49 I do not regard it as necessary to detail seriatim the various aggravating and mitigating factors listed in s21A of the Crimes (Sentencing Procedure) Act which either are present in this case or which, because of restrictions imposed in that section - see R v Wickham [2004] NSWCCA 193 - are of significance here.
50 To give effect to the conclusions I have expressed, I propose that the Court make the following orders:-
1. Grant leave to appeal,
2. Allow the Applicant's appeal,
3. Allow the Crown appeal,
4. Quash the sentences imposed on the Applicant by Judge Latham on 21 October 2004 and in lieu thereof,
5. Sentence the Applicant in respect of the offence of supplying, on 15 November 2002, a prohibited drug, to imprisonment for a fixed term of 3 months commencing on 27 August 2003,
6. Sentence the Applicant in respect of the offence of, on 15 November 2002, maliciously inflicting grievous bodily harm to imprisonment for a non-parole period of 3 years commencing on 27 November 2003 with a balance of term of 1½ years commencing on 27 November 2006, and
7. Sentence the Applicant in respect of the offence of, on 15 November 2002, entering a dwelling house with intent to commit larceny therein to imprisonment for a non-parole period of 1 year commencing on 27 May 2006 with a balance of term of 2 years commencing on 27 May 2008.
51 HIDDEN J: I agree with the orders proposed by Hulme J and, for the most part, with his Honour's reasons.
52 However, while I appreciate the force of his Honour's observations about the passage from Bottin which he has quoted, I consider that the approach expressed in that passage is generally appropriate.

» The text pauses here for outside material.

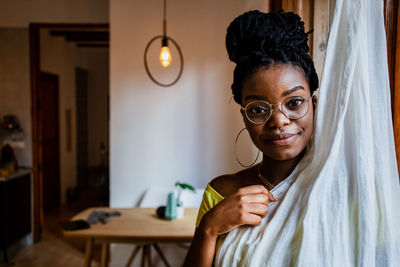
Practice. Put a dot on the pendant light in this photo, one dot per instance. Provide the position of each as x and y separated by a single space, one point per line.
165 54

I have expressed the same view: see, for example, R v Georgiou [2005] NSWCCA 237 at [65]. The issue normally arises in cases involving two or more offences of a like nature, or offences that are related in such a way as to be seen as part of a continuing criminal enterprise. This is not to say that the Bottin approach is necessarily confined to cases of that kind.
53 That said, there will be cases in which that approach should not be adopted. This, in my view, is one of them. Although linked in time, the three offences were of a different nature and were unrelated. The supply of the drug, in particular, was an entirely discrete offence, and a manifestly excessive sentence in respect of it could not be allowed to stand simply on the basis that the overall sentence was a fair reflection of the criminality of all three offences.
54 BELL J: I agree with the orders that Hulme J proposes, generally for the reasons that his Honour gives. The construction of s 7(1A) of the Criminal Appeal Act 1912 and its relation to s 6(3) was not the subject of detailed argument on the hearing of the application. I prefer not to express a view on the correctness of the approach that found favour in Bottin.